Listen hard and you can hear J. Bonington-Jagworth grumbling loudly. The Association of London Government has announced that it is to fine motorists up to £100 a time for driving in the capital's cycle lanes. The RAC Foundation, one of the many real-life organisations which have come to ape Peter Simple's splendid Motorists' Liberation Front, has already complained. Soon the dinner parties of Fulham will reverberate to moans that it is all but damned impossible to negotiate the King's Road at more than 50 mph without landing a wheel or two of your Super Yobbo Sports Utility Vehicle in a cycle lane.

We are inclined towards a libertarian approach to government. Nevertheless, it won't prevent us from asking whether there might actually be some merit in the business of creating and policing cycle lanes. Unless one is going to embrace anarchy, it is impossible not feel sympathy with the London cyclist who is obliged to do battle with an angry stream of powered vehicles. If there ever was a proper role for the law, it is surely in protecting the weak and vulnerable.

Sadly, it has become a grim orthodoxy in certain conservative circles that motorists' rights must be supported at all costs and that lesser forms of road traffic, namely cyclists and pedestrians, must necessarily be treated with contempt. According to this philosophy, all motorists are red-blooded, free-born Englishmen merely attempting to mind their own business, while all cyclists and pedestrians are smug environmental fascists motivated by some puritanical desire to stop people having fun. True, there is some merit in this view; there are, indeed, some people who claim to have discovered mankind's true vocation the moment that they venture out on a bicycle, and who care little for the needs of a mother of four children, isolated in a shopless village, attempting to deliver her young charges to various schools or bring home enough nuggets to feed her ravenous brood.

Yet it is a travesty to claim that there is some kind of `war against the motorist' in progress. The concept of fining motorists for reckless behaviour is hardly new: the first driver to find himself on the wrong side of the law was a Kentish miller by the name of Walter Arnold. fined one shilling for rampaging through the streets of Paddock Wood at the speed of eight miles per hour in January 1896. New Labour did not even introduce speed cameras to Britain's roads. Much though the Conservatives love to try to make political capital from standing up against them now — this week they announced a review of cameras — it was they who introduced the wretched things to our streets in 1992.

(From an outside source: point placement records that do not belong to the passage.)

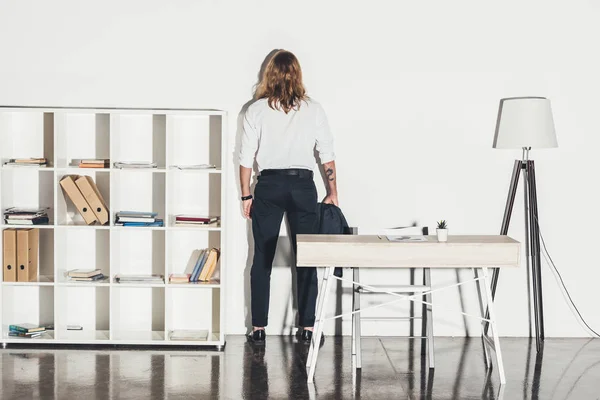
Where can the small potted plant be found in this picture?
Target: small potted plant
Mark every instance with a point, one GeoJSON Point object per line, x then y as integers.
{"type": "Point", "coordinates": [442, 231]}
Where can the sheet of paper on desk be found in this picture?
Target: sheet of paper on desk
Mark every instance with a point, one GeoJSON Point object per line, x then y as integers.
{"type": "Point", "coordinates": [401, 238]}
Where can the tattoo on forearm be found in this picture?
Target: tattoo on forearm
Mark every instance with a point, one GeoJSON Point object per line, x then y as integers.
{"type": "Point", "coordinates": [330, 174]}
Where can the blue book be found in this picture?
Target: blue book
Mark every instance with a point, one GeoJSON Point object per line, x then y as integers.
{"type": "Point", "coordinates": [138, 214]}
{"type": "Point", "coordinates": [158, 222]}
{"type": "Point", "coordinates": [196, 272]}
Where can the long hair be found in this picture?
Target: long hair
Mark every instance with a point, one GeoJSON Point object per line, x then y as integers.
{"type": "Point", "coordinates": [281, 82]}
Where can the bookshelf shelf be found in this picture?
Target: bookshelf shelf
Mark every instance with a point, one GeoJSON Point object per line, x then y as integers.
{"type": "Point", "coordinates": [138, 337]}
{"type": "Point", "coordinates": [4, 226]}
{"type": "Point", "coordinates": [17, 168]}
{"type": "Point", "coordinates": [83, 335]}
{"type": "Point", "coordinates": [195, 285]}
{"type": "Point", "coordinates": [42, 280]}
{"type": "Point", "coordinates": [111, 312]}
{"type": "Point", "coordinates": [137, 285]}
{"type": "Point", "coordinates": [100, 283]}
{"type": "Point", "coordinates": [81, 225]}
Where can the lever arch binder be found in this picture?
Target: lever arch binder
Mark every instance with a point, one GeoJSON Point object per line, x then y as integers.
{"type": "Point", "coordinates": [92, 195]}
{"type": "Point", "coordinates": [9, 237]}
{"type": "Point", "coordinates": [27, 254]}
{"type": "Point", "coordinates": [71, 190]}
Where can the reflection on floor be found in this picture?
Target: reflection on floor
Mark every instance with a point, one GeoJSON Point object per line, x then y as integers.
{"type": "Point", "coordinates": [392, 369]}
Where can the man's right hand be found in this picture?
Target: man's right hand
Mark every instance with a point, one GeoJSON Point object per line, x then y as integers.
{"type": "Point", "coordinates": [331, 199]}
{"type": "Point", "coordinates": [247, 208]}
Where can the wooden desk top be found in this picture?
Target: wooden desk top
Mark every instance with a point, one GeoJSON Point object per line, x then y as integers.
{"type": "Point", "coordinates": [371, 251]}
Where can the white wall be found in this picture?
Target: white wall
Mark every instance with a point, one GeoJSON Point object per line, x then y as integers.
{"type": "Point", "coordinates": [411, 90]}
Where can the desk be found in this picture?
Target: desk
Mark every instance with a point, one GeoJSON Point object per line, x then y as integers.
{"type": "Point", "coordinates": [360, 251]}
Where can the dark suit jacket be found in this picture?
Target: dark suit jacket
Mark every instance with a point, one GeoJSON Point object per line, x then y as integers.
{"type": "Point", "coordinates": [332, 222]}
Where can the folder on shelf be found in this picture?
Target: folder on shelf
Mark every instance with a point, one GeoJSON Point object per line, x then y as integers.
{"type": "Point", "coordinates": [9, 237]}
{"type": "Point", "coordinates": [199, 264]}
{"type": "Point", "coordinates": [71, 190]}
{"type": "Point", "coordinates": [210, 265]}
{"type": "Point", "coordinates": [92, 195]}
{"type": "Point", "coordinates": [27, 254]}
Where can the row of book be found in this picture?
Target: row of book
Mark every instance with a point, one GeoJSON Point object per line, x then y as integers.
{"type": "Point", "coordinates": [195, 220]}
{"type": "Point", "coordinates": [26, 330]}
{"type": "Point", "coordinates": [138, 218]}
{"type": "Point", "coordinates": [92, 163]}
{"type": "Point", "coordinates": [204, 268]}
{"type": "Point", "coordinates": [86, 197]}
{"type": "Point", "coordinates": [27, 162]}
{"type": "Point", "coordinates": [26, 216]}
{"type": "Point", "coordinates": [93, 275]}
{"type": "Point", "coordinates": [153, 278]}
{"type": "Point", "coordinates": [20, 248]}
{"type": "Point", "coordinates": [85, 275]}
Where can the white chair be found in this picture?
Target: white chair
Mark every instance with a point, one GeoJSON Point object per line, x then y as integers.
{"type": "Point", "coordinates": [426, 316]}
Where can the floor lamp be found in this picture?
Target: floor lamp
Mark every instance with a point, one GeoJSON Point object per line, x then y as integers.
{"type": "Point", "coordinates": [526, 123]}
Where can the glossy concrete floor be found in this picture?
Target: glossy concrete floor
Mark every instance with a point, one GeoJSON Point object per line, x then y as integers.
{"type": "Point", "coordinates": [392, 369]}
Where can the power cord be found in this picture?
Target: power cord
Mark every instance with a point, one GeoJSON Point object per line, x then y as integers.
{"type": "Point", "coordinates": [551, 262]}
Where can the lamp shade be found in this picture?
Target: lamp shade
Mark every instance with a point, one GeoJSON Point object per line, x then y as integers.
{"type": "Point", "coordinates": [525, 122]}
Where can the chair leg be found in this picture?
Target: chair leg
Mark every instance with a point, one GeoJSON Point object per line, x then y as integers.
{"type": "Point", "coordinates": [429, 316]}
{"type": "Point", "coordinates": [315, 343]}
{"type": "Point", "coordinates": [482, 308]}
{"type": "Point", "coordinates": [357, 327]}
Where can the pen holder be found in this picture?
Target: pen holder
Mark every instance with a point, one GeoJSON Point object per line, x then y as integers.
{"type": "Point", "coordinates": [442, 235]}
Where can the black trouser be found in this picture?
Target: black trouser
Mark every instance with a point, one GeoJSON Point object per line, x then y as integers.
{"type": "Point", "coordinates": [275, 194]}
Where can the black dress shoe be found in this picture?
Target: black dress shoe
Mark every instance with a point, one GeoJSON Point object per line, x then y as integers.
{"type": "Point", "coordinates": [257, 337]}
{"type": "Point", "coordinates": [306, 337]}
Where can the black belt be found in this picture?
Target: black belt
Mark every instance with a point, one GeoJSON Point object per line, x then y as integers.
{"type": "Point", "coordinates": [302, 173]}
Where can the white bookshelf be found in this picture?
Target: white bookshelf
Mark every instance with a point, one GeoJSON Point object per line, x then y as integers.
{"type": "Point", "coordinates": [111, 312]}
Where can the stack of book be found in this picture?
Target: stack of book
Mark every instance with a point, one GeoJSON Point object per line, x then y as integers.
{"type": "Point", "coordinates": [195, 220]}
{"type": "Point", "coordinates": [206, 265]}
{"type": "Point", "coordinates": [137, 218]}
{"type": "Point", "coordinates": [189, 334]}
{"type": "Point", "coordinates": [27, 162]}
{"type": "Point", "coordinates": [94, 163]}
{"type": "Point", "coordinates": [140, 279]}
{"type": "Point", "coordinates": [22, 216]}
{"type": "Point", "coordinates": [135, 165]}
{"type": "Point", "coordinates": [85, 275]}
{"type": "Point", "coordinates": [26, 330]}
{"type": "Point", "coordinates": [179, 278]}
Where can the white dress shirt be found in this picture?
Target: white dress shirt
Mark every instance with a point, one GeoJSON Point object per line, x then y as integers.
{"type": "Point", "coordinates": [281, 141]}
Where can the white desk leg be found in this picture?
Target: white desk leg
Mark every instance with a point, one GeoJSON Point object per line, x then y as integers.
{"type": "Point", "coordinates": [315, 343]}
{"type": "Point", "coordinates": [493, 324]}
{"type": "Point", "coordinates": [311, 347]}
{"type": "Point", "coordinates": [354, 288]}
{"type": "Point", "coordinates": [429, 316]}
{"type": "Point", "coordinates": [482, 308]}
{"type": "Point", "coordinates": [357, 327]}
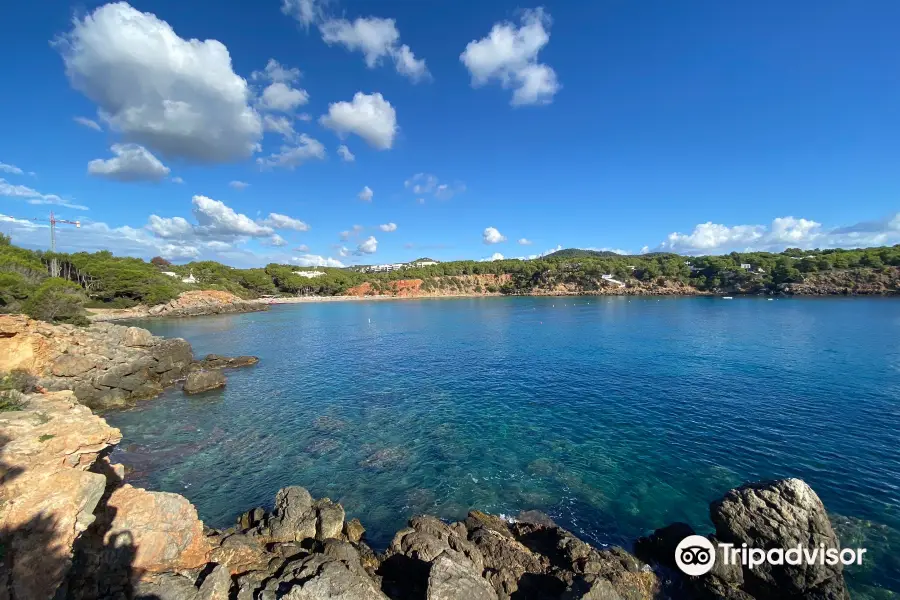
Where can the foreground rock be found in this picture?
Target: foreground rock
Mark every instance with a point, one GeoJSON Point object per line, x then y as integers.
{"type": "Point", "coordinates": [775, 514]}
{"type": "Point", "coordinates": [49, 457]}
{"type": "Point", "coordinates": [188, 304]}
{"type": "Point", "coordinates": [105, 365]}
{"type": "Point", "coordinates": [71, 528]}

Transport policy encompasses everything that is depressing about public administration in modern Britain, from sclerotic bureaucracy to ill-thought-out populist gestures, wrapped up in a grandiose waste of our money. Take speed cameras. Although they are dumb ani

mals in many respects — useless, for example, at detecting the morons who 'tailgate' you at 70 mph on the motorway — no sooner were they found to be doing their job than the government rendered them next to useless by painting them bright yellow, allowing reckless motorists to slow down for a few yards before accelerating away again on their murderous passage.

Or take the countless 'cycling initiatives' which the government has launched over the past few years. They always follow the same pattern: a minister in helmet turns up at a school for a photocall with lots of grinning seven-year-olds. Then the council spends £500,000 on a feasibility study, which, following complaints from the bus-driving unions, ends up consisting of painting on the roads a few stretches of 'cycle path' which last for a mere 20 yards before delivering the cyclist straight into a bollard or into the path of oncoming traffic. Parents wisely decide that they are not, after all, going to risk letting little Rupert or Samantha pedal to school, so they go and buy an even bigger and better SUV instead.

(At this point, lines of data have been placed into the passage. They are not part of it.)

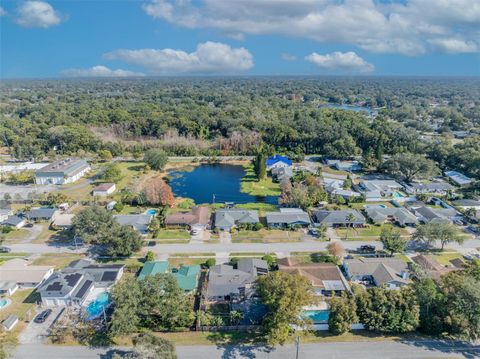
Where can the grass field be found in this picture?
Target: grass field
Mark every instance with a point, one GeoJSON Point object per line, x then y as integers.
{"type": "Point", "coordinates": [264, 187]}
{"type": "Point", "coordinates": [173, 234]}
{"type": "Point", "coordinates": [58, 260]}
{"type": "Point", "coordinates": [370, 232]}
{"type": "Point", "coordinates": [265, 236]}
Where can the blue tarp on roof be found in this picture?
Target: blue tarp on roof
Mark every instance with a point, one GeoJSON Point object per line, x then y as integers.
{"type": "Point", "coordinates": [278, 158]}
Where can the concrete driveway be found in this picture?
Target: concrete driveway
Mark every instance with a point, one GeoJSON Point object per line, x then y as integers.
{"type": "Point", "coordinates": [37, 333]}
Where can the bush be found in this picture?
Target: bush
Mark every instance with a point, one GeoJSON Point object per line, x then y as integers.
{"type": "Point", "coordinates": [150, 257]}
{"type": "Point", "coordinates": [234, 261]}
{"type": "Point", "coordinates": [210, 262]}
{"type": "Point", "coordinates": [6, 229]}
{"type": "Point", "coordinates": [321, 258]}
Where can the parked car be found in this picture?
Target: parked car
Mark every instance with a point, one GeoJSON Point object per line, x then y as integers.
{"type": "Point", "coordinates": [313, 232]}
{"type": "Point", "coordinates": [367, 248]}
{"type": "Point", "coordinates": [43, 316]}
{"type": "Point", "coordinates": [4, 249]}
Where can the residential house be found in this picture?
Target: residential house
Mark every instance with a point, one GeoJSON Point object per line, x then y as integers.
{"type": "Point", "coordinates": [153, 267]}
{"type": "Point", "coordinates": [74, 284]}
{"type": "Point", "coordinates": [15, 222]}
{"type": "Point", "coordinates": [42, 214]}
{"type": "Point", "coordinates": [63, 220]}
{"type": "Point", "coordinates": [278, 161]}
{"type": "Point", "coordinates": [280, 174]}
{"type": "Point", "coordinates": [389, 272]}
{"type": "Point", "coordinates": [104, 189]}
{"type": "Point", "coordinates": [399, 215]}
{"type": "Point", "coordinates": [341, 218]}
{"type": "Point", "coordinates": [227, 218]}
{"type": "Point", "coordinates": [436, 215]}
{"type": "Point", "coordinates": [458, 178]}
{"type": "Point", "coordinates": [466, 204]}
{"type": "Point", "coordinates": [377, 190]}
{"type": "Point", "coordinates": [198, 217]}
{"type": "Point", "coordinates": [440, 188]}
{"type": "Point", "coordinates": [23, 273]}
{"type": "Point", "coordinates": [288, 217]}
{"type": "Point", "coordinates": [326, 278]}
{"type": "Point", "coordinates": [349, 166]}
{"type": "Point", "coordinates": [10, 323]}
{"type": "Point", "coordinates": [186, 276]}
{"type": "Point", "coordinates": [61, 172]}
{"type": "Point", "coordinates": [227, 284]}
{"type": "Point", "coordinates": [139, 222]}
{"type": "Point", "coordinates": [5, 213]}
{"type": "Point", "coordinates": [8, 287]}
{"type": "Point", "coordinates": [431, 267]}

For a fraction of the money wasted on strategies, feasibility studies and half-hearted public works, the country could have a decent network of cycle paths entirely removed from road traffic. Just look at Holland, where you can happily pedal from one end of the country to the other on dedicated tracks. Why can't we do the same here? In the countryside such a network could be provided at minimal cost. The thin strips of land required ought to cost no more than the average £2,500 an acre commanded by agricultural land; better still, the land should be forcibly handed over to the public good in return for the mountains of agricultural subsidy paid to farmers over the past half century.

There is only one thing standing in the way of this great contribution to health, the environment and human happiness: patheticness. Our public administrators have come to resemble a grumbling DIYer who keeps promising to put up a bookshelf; and who after several months' prevarication finally gets going on the project only to bash his thumb with the hammer and abandon the whole business. If they can overcome their instinctive nastiness towards non-motorists, perhaps cycle paths might even provide an opening for the Tories.